いつもの待ち合わせのビルの屋上。屋上へとつづく階段を上るたび、きもちが高まっていく。
ポニーテールに結んだサラサラの髪でにっこりと笑った姿を想像してドアノブに手をかけた。
キィ…
きづいてきみが、ゆっくり振り返る。

おどろいた。

絶対着ないと言っていたワンピースを着て、髪もおろしていて…
「リセ…」
おちついた、爽やかな声で」、俺をよんだ。
「別れよ。リセはあたしのこと、ぜんぜん知らない。」
「え……」
きみは目になみだをうかべて…
「もっと、知って…ほしかった…な…」

「バイバイ。

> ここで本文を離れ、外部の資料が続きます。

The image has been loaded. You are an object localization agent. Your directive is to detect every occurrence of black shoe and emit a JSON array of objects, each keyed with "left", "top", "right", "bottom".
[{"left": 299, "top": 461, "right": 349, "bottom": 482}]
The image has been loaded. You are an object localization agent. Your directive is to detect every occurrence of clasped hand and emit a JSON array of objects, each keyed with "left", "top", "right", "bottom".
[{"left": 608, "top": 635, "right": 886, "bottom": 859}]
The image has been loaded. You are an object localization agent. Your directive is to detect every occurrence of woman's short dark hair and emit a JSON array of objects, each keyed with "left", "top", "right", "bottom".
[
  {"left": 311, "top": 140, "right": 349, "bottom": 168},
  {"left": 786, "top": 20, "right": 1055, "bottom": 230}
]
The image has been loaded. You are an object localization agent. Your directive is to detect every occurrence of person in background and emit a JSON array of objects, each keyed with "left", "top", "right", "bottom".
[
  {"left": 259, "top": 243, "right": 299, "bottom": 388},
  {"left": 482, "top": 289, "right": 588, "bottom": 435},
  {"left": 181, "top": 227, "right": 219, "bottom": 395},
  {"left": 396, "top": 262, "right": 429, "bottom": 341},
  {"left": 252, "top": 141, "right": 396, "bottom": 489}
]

」

にっこりと最後に満面の笑顔をうかべ……長い髪を、ワンピースをフワリとひろげた…。


伏せていた目をあけると、あの日とおなじような青い空が広がっていた。
あの日と同じだ…と思っても、静かに笑えるのは、あの人のおかげだと思う…。

春のお日様のようで、雪のようなあの人。
あたたかくて、おせっかいで…すぐにふくれて…「私つよいんだからっ…」って泣きじゃくりながら笑って…

そのやさしさで、あたたかい笑顔で、繊細さで、うそつきのつよさで俺の心の雪を少しずつとかしていった。

“きみ”も“あの人”も、もうこの世界にはいない。

もういちど、そっと、目をふせてあの人との運命を知った、言葉を思い出した。